[Caffe2]Enable fusion for IDEEP in optimizeForIdeep #8105

gujinghui · 2018-06-04T05:04:51Z

Enable fusion for IDEEP in optimizeForIdeep, including Conv+ReLU, Conv+Sum, Conv+Sum+ReLU, Conv+BN, and pre-convert filter format

gujinghui · 2018-06-04T05:06:07Z

@yinghai
pls review

caffe2/ideep/operators/conv_fusion_op.cc

@@ -75,25 +73,10 @@ class IDEEPConvFusionOp final : public IDEEPConvPoolOpBase {
        "*",
        group_);

-    bool weights_changed =


caffe2/ideep/operators/conv_op.cc

@@ -36,21 +34,6 @@ class IDEEPConvOp final : public IDEEPConvPoolOpBase {
        "*",
        group_);

-    bool weights_changed =


caffe2/opt/optimize_ideep.cc

-    // We only want to fuse for IDEEP convs
-    if (op->device_option().device_type() != DeviceType::IDEEP) {
-      return false;
+bool fuseConvBNHelperForIdeep(repr::NNModule* nn, caffe2::Workspace* ws) {


caffe2/opt/optimize_ideep.cc

+  }
+}
+
+void fuseConvSumForIdeep(repr::NNModule* nn, caffe2::Workspace* ws) {


caffe2/opt/optimize_ideep.cc

+  }
+}
+
+void preConvertFiltersFormat(repr::NNModule* nn, caffe2::Workspace* ws) {


gujinghui · 2018-06-05T02:23:03Z

Add @jgong5

caffe2/ideep/operators/conv_fusion_op.cc

@@ -75,25 +73,10 @@ class IDEEPConvFusionOp final : public IDEEPConvPoolOpBase {
        "*",
        group_);

-    bool weights_changed =


caffe2/python/ideep/convfusion_op_test.py

@@ -189,6 +190,34 @@ def test_convolution_sum_fusion(self, stride, pad, kernel, size,
            print(S0.flatten())
            print(np.max(np.abs(S1 - S0)))
            self.assertTrue(False)
+
+        # Auto fusion for Conv + Sum
+        workspace.ResetWorkspace()


gujinghui · 2018-06-08T05:18:14Z

hi @yinghai
Did you get our mail on this PR?
Could you give more suggestions?
Thanks.

gujinghui · 2018-06-13T15:35:56Z

@yinghai new patch uploaded. pls help review.

@jgong5

yinghai · 2018-06-13T17:15:05Z

@gujinghui Sorry for the late reply.

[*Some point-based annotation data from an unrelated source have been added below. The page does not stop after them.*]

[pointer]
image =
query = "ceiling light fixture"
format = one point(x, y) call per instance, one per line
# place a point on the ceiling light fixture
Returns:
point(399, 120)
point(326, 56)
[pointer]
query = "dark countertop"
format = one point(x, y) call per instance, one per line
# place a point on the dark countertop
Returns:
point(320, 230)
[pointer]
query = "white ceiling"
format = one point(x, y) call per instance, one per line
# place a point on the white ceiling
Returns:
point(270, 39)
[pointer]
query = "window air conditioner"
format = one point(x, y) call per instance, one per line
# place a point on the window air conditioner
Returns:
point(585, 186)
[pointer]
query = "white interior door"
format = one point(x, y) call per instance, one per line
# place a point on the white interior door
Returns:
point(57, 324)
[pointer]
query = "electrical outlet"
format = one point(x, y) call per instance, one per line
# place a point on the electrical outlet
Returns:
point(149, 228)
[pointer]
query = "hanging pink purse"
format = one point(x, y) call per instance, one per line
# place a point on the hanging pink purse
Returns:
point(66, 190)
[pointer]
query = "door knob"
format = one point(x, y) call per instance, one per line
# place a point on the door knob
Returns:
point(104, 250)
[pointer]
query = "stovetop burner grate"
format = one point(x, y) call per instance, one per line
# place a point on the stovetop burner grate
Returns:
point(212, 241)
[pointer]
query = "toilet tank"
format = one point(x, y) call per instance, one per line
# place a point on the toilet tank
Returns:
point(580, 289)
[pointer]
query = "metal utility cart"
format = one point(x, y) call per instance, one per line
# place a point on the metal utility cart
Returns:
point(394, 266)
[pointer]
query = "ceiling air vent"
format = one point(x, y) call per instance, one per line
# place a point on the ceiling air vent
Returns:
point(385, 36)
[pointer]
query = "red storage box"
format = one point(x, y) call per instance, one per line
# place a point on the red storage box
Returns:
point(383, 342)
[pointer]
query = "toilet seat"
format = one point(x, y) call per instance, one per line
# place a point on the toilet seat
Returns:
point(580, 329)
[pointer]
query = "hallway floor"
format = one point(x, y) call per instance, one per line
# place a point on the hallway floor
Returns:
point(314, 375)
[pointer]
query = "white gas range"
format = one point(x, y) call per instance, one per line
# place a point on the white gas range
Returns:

I'm working on verifying the fix for group convolution and next item is to check the memory increase issue. I'll get back to this one once the above outstanding issues are resolved as this one is not a blocker to anything. Makes sense?

jgong5 · 2018-06-14T00:42:39Z

@yinghai Please let us know anything we can help to troubleshoot the memory footprint issue. I guess we can reproduce the problem with any model like ResNet-50, right?

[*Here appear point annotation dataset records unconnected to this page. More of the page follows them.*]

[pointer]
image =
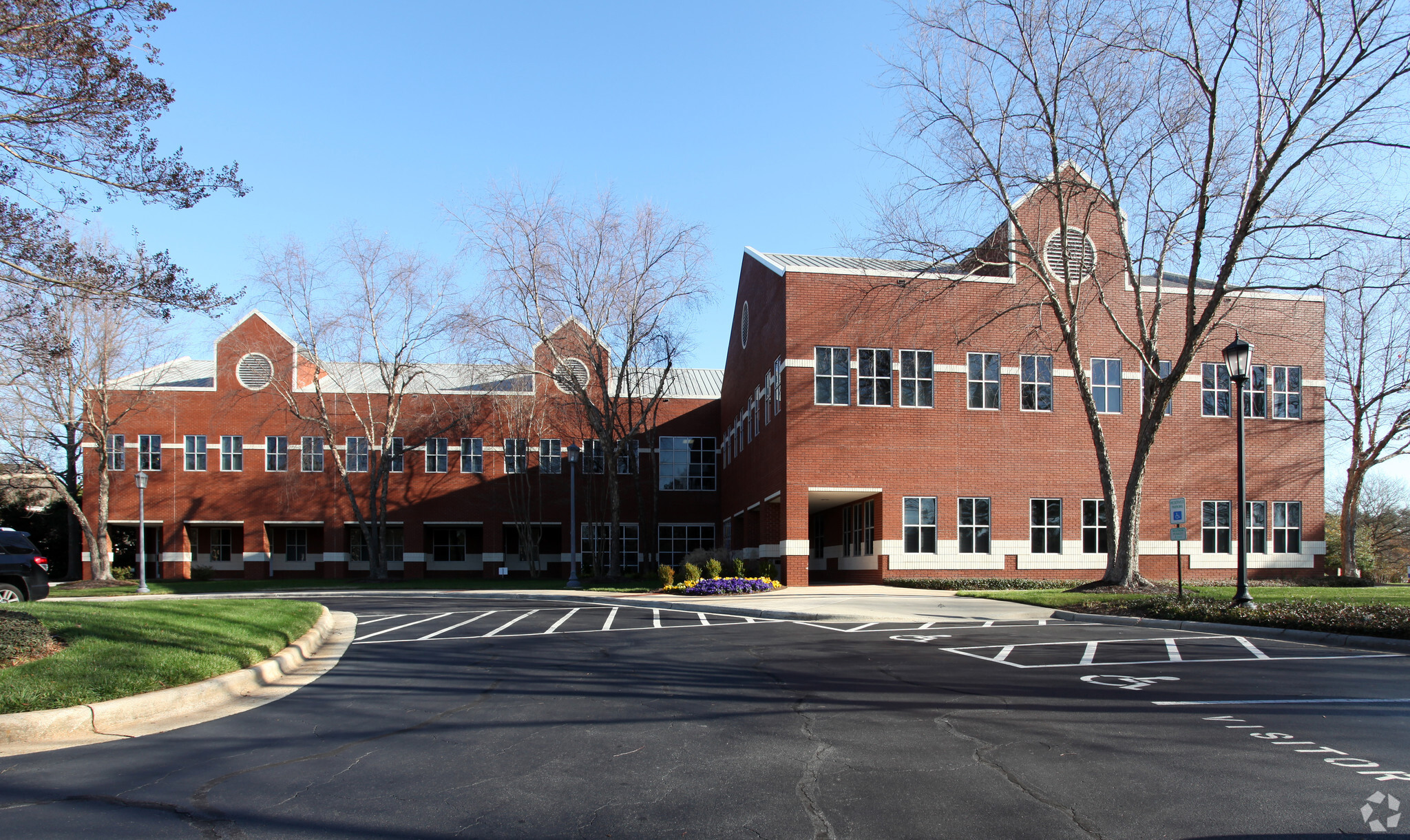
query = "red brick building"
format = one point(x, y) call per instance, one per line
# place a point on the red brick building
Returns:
point(852, 436)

gujinghui · 2018-06-14T02:13:48Z

@yinghai As @jgong5 said, perhaps we can work together to figure out what happen on memory consumption issue?

yinghai · 2018-06-14T03:20:53Z

@jgong5 @gujinghui yeah, to start, just try resnet50 with ideep and mkl and check the difference.

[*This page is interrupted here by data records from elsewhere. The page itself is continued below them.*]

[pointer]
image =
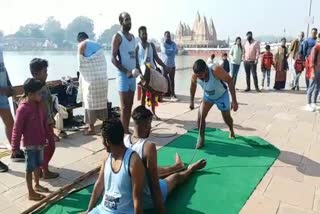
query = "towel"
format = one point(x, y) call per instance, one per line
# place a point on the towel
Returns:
point(93, 81)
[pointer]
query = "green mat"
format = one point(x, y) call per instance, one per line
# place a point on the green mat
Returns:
point(234, 169)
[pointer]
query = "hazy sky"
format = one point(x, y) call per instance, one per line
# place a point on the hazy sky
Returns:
point(231, 17)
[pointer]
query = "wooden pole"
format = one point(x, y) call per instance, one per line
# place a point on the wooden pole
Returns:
point(61, 191)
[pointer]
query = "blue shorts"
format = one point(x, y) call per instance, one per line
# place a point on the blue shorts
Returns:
point(223, 102)
point(4, 102)
point(126, 84)
point(34, 159)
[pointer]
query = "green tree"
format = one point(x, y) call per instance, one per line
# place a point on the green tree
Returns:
point(30, 30)
point(80, 24)
point(106, 36)
point(53, 31)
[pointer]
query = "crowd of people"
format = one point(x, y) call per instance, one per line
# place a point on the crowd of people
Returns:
point(130, 179)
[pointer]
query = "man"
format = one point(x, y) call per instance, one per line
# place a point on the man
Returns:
point(306, 50)
point(212, 79)
point(156, 190)
point(169, 51)
point(124, 58)
point(295, 49)
point(314, 86)
point(121, 175)
point(93, 82)
point(146, 53)
point(250, 58)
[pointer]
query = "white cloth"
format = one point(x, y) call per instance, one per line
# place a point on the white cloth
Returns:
point(93, 82)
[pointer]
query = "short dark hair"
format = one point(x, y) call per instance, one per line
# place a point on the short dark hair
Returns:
point(32, 85)
point(36, 65)
point(121, 16)
point(82, 35)
point(199, 66)
point(141, 28)
point(112, 131)
point(141, 114)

yinghai · 2018-06-15T21:06:46Z

@gujinghui Actually do you have mask RCNN case to run? That might repo the memory issue better.

Signed-off-by: Gu, Jinghui <jinghui.gu@intel.com>

Use optimizeForIdeep to convert filter format, instead. Signed-off-by: Gu, Jinghui <jinghui.gu@intel.com>

Signed-off-by: Gu, Jinghui <jinghui.gu@intel.com>

gujinghui · 2018-07-02T08:01:11Z

@yinghai
rebased. pls review

cmake/Modules/FindMKL.cmake

@@ -304,7 +304,7 @@ if (USE_MKL AND USE_IDEEP)

  if (MKLDNN_INCLUDE_DIR)
    list(APPEND IDEEP_INCLUDE_DIR ${MKLDNN_INCLUDE_DIR})
-    list(APPEND __ideep_looked_for ${MKLDNN_INCLUDE_DIR})
+    list(APPEND __ideep_looked_for MKLDNN_INCLUDE_DIR)


yinghai

Thanks for pushing this. I have some comments that needs to be addressed. In addition, I think this PR is losing focus, as it is supposed to be transformation. However, I saw

Transformation
Fixes in group size and FC
Fixes in CMakefile

I suggest we split this PR into 3. Actually, let me take the CMakefile fix. And you can work on to split this into 2. Sounds good?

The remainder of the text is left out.